Re: Indexing the List of Lists

"Rob Raisch, The Internet Company" <raisch@internet.com>

Mail folder: WWW Talk Jan 94-present
Next message: Kevin 'Kev' Hughes: "Getting HyperMapEdit"
Previous message: Ari Luotonen: "If-Modified-Since enhancement"
Reply: Alan Emtage: "Re: Indexing the List of Lists"

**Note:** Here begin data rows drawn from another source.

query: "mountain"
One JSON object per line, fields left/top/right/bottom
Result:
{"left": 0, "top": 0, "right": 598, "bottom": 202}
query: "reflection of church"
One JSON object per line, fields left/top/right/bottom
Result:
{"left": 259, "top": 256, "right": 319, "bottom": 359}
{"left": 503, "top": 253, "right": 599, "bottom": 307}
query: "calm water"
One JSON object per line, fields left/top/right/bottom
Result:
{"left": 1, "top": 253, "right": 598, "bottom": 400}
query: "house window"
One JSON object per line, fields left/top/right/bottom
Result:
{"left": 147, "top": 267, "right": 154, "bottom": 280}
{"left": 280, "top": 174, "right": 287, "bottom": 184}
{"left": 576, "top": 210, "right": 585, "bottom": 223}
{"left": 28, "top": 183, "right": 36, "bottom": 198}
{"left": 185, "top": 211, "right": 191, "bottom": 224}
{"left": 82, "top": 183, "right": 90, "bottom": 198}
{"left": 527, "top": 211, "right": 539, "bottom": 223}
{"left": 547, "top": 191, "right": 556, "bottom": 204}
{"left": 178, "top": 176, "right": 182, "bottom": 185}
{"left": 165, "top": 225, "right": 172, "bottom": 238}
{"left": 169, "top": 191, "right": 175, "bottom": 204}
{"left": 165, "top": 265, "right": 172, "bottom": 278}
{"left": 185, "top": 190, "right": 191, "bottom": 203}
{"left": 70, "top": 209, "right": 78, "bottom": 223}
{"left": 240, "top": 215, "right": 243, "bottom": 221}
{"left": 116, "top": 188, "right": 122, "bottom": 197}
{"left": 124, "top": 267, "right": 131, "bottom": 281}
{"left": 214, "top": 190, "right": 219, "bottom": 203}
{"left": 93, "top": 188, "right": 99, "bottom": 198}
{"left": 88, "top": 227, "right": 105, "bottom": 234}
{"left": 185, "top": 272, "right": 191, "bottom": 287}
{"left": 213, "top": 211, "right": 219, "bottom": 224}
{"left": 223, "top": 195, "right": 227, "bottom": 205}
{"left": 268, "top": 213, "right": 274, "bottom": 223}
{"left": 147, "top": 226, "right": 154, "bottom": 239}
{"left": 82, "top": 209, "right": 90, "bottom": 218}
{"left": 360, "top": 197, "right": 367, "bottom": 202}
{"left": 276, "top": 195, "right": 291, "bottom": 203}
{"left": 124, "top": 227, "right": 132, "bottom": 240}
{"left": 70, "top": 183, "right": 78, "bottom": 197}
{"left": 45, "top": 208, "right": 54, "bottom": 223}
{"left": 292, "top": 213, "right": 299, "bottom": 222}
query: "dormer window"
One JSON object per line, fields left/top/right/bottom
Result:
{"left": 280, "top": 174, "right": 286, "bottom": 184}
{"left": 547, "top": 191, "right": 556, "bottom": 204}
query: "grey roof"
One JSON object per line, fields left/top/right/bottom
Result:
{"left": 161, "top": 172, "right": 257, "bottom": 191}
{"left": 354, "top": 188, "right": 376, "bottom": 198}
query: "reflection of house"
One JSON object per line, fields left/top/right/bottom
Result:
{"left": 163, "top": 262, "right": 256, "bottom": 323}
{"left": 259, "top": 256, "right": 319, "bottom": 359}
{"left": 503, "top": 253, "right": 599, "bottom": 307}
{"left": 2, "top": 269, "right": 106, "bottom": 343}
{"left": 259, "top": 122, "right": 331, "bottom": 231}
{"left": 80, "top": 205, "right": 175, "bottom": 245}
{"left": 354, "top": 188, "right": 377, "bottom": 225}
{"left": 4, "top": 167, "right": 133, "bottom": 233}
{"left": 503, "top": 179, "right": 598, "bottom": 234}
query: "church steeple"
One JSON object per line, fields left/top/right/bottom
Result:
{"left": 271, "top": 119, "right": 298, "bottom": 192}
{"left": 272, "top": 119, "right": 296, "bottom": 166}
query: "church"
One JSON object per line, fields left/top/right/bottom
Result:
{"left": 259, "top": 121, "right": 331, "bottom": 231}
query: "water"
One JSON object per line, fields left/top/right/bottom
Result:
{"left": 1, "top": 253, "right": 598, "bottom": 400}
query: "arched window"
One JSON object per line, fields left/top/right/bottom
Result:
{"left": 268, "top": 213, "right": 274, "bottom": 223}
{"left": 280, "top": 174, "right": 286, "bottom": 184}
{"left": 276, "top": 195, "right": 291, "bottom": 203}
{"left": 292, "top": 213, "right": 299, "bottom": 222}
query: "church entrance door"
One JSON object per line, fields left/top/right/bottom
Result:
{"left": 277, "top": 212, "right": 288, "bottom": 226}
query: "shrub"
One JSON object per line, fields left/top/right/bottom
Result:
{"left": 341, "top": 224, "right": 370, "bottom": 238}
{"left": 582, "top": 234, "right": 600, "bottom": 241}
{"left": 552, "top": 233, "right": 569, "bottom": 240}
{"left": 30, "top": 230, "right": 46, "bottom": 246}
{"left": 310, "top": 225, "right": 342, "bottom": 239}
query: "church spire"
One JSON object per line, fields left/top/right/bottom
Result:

Errors-To: listmaster@www0.cern.ch
Date: Mon, 21 Mar 1994 21:25:18 --100
Message-id: <Pine.3.85.9403211153.A24484-0100000@hmmm>
Errors-To: listmaster@www0.cern.ch
Reply-To: raisch@internet.com
Originator: www-talk@info.cern.ch
Sender: www-talk@www0.cern.ch
Precedence: bulk
From: "Rob Raisch, The Internet Company" <raisch@internet.com>
To: Multiple recipients of list <www-talk@www0.cern.ch>
Subject: Re: Indexing the List of Lists
X-Listprocessor-Version: 6.0c -- ListProcessor by Anastasios Kotsikonas
Content-Type: TEXT/PLAIN; CHARSET=US-ASCII
Content-Type: TEXT/PLAIN; CHARSET=US-ASCII
Mime-Version: 1.0
Mime-Version: 1.0
Content-Length: 2348

Alan Emtage writes regarding Lists of Lists:
>... I don't believe that manual maintenance of this kind of data
>is feasible any longer.... the Internet is now too big for this kind of
>thing. 

Alan, in the general case I believe you are right.  But in the specific 
case of the information required to identify a "resource" on the net, I 
don't think so.  Let me 'splain...

The issues of indexing Internet content are vast, but we seem to have a 
number of pilot projects which attempt to address the issues.  But is 
this all the user REALLY needs?  I suggest not.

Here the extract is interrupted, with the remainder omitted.